Billy Wilder’s ‘Stalag 17’: Special Collector’s Edition (1952)

Stalag 17 opens with its narrator, Cookie (Gil Stratton), announcing, “I don’t know about you, but it always makes me sore when I see those war pictures, all about flying leathernecks and submarine patrols and frogmen and guerillas in the Philippines. What gets me is that there never was a movie about POWs — about prisoners of war.”
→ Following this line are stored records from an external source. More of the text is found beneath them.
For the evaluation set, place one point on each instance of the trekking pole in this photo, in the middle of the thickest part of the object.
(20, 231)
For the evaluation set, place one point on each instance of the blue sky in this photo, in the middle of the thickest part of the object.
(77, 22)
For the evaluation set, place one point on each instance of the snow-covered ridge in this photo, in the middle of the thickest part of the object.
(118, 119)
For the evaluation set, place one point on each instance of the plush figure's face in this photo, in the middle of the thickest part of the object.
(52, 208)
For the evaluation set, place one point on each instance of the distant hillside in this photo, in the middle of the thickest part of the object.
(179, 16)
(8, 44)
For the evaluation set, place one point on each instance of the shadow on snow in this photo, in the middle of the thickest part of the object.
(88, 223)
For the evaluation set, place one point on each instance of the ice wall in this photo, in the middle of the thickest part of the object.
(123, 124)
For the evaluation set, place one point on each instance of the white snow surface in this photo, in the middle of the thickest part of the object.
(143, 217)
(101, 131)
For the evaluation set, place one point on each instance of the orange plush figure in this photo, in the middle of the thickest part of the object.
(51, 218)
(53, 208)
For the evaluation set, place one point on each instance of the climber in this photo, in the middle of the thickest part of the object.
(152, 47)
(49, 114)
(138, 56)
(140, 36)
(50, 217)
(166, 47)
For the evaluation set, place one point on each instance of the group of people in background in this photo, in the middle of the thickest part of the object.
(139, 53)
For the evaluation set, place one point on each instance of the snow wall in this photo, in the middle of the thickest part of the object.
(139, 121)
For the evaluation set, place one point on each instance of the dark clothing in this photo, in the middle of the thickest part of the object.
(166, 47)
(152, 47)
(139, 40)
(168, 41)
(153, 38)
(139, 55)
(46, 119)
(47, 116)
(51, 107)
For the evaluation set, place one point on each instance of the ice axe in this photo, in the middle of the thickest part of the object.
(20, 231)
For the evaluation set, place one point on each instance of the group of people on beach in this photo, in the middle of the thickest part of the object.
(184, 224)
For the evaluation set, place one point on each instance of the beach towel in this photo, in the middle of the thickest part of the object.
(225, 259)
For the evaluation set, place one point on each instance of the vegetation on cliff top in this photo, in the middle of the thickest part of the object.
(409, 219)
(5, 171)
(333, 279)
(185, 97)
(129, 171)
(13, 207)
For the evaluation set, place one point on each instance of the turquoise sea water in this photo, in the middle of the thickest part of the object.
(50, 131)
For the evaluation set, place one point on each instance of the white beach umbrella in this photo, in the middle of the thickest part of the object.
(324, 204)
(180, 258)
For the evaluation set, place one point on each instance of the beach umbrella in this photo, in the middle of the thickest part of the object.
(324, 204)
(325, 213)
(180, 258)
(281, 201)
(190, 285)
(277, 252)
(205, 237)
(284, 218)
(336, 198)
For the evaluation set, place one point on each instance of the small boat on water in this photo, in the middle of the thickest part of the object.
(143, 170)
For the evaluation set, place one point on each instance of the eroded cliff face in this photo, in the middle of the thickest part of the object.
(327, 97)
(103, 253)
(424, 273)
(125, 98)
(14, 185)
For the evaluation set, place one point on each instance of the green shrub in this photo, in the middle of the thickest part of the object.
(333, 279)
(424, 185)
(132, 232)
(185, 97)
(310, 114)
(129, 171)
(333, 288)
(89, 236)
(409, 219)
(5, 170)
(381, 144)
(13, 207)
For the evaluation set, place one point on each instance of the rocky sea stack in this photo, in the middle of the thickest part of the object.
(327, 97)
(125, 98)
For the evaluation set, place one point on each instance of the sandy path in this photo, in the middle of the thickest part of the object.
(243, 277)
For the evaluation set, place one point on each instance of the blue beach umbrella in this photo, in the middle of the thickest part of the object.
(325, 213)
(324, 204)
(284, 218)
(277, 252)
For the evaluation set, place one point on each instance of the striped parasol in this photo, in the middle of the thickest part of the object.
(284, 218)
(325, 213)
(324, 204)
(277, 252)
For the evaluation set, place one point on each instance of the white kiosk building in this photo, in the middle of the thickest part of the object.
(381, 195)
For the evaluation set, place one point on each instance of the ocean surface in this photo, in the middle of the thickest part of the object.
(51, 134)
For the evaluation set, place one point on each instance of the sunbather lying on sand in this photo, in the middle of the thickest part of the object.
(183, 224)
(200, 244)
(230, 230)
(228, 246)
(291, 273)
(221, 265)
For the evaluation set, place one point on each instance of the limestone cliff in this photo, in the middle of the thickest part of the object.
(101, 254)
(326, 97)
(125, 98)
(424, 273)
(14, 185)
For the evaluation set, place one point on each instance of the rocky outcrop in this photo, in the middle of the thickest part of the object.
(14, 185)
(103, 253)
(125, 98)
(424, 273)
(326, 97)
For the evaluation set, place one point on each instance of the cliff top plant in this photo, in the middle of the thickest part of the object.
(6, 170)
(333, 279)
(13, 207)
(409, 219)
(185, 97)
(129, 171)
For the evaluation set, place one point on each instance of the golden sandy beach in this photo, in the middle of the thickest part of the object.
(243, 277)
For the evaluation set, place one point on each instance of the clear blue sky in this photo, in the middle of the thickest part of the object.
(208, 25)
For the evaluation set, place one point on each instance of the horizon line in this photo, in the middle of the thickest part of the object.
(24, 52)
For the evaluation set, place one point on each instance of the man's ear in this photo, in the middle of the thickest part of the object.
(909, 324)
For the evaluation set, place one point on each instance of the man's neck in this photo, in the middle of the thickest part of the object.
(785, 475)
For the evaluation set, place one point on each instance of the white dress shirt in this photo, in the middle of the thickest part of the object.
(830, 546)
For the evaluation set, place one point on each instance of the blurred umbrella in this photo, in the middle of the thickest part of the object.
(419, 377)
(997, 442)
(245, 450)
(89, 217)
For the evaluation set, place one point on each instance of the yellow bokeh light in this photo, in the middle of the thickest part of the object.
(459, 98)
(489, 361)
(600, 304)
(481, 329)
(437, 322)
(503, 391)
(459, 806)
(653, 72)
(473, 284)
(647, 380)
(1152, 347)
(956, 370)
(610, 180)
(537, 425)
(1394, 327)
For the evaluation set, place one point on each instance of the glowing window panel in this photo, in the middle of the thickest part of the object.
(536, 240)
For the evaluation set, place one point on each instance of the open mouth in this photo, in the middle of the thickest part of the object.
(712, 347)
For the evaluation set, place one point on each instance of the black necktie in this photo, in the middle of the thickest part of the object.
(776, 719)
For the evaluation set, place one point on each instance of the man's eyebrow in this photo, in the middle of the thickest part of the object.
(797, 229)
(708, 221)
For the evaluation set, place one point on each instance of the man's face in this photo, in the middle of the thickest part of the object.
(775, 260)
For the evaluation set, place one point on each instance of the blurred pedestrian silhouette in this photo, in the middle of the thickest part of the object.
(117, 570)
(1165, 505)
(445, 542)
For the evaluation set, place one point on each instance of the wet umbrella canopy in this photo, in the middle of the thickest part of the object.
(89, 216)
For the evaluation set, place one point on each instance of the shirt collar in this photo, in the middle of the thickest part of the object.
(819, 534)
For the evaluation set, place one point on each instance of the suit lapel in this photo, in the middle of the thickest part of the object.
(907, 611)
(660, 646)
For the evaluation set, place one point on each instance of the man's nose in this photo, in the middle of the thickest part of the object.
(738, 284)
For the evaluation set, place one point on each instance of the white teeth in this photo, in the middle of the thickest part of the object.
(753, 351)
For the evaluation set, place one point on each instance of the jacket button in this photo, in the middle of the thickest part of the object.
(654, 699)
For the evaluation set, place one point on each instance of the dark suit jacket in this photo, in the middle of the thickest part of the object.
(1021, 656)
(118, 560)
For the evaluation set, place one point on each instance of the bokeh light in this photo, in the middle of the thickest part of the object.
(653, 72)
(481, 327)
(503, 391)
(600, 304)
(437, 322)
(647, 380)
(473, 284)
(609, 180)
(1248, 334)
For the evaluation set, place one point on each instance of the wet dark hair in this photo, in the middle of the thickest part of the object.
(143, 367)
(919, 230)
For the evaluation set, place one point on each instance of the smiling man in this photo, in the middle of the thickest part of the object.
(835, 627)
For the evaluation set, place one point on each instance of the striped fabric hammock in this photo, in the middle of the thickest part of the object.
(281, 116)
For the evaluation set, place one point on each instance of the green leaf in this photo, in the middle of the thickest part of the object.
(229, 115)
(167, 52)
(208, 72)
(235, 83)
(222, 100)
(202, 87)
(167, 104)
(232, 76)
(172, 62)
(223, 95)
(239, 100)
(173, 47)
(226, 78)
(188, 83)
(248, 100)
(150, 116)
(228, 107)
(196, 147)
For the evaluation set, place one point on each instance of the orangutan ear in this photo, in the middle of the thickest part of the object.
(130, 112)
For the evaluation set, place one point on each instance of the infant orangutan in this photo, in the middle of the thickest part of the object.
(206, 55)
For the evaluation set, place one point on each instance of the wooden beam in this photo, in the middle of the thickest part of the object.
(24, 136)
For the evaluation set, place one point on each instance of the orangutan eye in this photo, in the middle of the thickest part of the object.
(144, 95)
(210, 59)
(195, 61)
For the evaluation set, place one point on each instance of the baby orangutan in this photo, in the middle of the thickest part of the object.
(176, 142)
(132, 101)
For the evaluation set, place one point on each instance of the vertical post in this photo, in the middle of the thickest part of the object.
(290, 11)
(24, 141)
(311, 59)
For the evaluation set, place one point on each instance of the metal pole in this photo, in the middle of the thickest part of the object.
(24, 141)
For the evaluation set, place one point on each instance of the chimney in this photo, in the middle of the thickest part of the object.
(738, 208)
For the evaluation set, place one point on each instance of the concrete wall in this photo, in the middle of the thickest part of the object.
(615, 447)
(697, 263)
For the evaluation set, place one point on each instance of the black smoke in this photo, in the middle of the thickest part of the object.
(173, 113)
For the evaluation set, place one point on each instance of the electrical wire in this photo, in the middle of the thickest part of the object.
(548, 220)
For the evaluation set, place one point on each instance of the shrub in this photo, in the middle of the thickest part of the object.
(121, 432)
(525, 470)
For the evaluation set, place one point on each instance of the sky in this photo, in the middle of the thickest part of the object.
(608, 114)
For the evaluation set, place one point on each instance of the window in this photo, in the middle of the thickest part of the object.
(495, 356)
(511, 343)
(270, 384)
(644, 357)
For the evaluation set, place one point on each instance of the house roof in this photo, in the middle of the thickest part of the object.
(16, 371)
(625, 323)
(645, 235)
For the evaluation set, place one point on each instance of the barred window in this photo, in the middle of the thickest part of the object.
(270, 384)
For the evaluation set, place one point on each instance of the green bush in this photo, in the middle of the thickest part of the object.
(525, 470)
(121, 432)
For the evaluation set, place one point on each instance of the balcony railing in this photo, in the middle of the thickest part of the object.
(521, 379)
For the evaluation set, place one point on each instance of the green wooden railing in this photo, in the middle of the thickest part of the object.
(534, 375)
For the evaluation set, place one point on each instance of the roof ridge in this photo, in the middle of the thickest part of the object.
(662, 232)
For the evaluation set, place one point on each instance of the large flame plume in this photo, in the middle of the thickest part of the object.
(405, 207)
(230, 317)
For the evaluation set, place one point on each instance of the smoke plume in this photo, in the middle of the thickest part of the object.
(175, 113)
There’s at least one reason this story hasn’t been told much in movies: prison compounds lack the widescreen splendor of a battlefield. But Stalag 17 originated in a format that made use of such confines, a hit Broadway play. And the film was and is enormously popular, spawning a mini-genre of escape movies. That it was an inspiration for Hogan’s Heroes may be its strangest legacy. After a brief scene showing the thwarted escape and gunning down of two prisoners, the film’s first act is spent with the boys in their barracks. They lust after the Russian women inmates across the way (who look like a collection of Studio City starlets), take turns listening to an illegal radio, play volleyball, have sailboat races, play pranks on Sergeant Schultz (Sig Ruman), and groan about getting up in the morning. It’s like a summer in the Poconos where the campers sometimes get shot.

This is a Billy Wilder movie, so there’s a darker side to these shenanigans, but it’s also a post-war Hollywood blockbuster. The comedy is not nearly so cynical as M*A*S*H or Catch-22, but sentimental, a means to sanitize collective trauma. In the documentary “Stalag 17: From Reality to Screen,” included on the Special Collector’s Edition DVD, actor Richard Erdman says, “In its own weird way, it’s one of the more authentic movies about World War II… All [the audience] knew were the horror stories.” There is some truth to this: a second documentary, “The Real Heroes of Stalag XVIIB,” points out that the actual prisoners formed a lively community that included a theater, mechanics shop, and language courses. But countering uncomfortable accounts of atrocities with schmaltzy comedy hardly balances the scales of truth.

Most of the comedy comes from the id/ego comedy team of Animal (Robert Strauss) and Harry Shapiro (Harvey Lembeck). In “From Reality to Screen,” writer and producer Nicholas Meyer says, “The movie’s almost stolen by Robert Strauss.” The actor’s antics suggest those of an ultra-competitive vaudevillian rather than an ensemble performer. To accept the comedy, and with Wilder’s zippy dialogue, it definitely can be entertaining, it’s best not to view the movie as a “World War II film,” but as a movie that takes place in a fantasy construct that happens to resemble World War II.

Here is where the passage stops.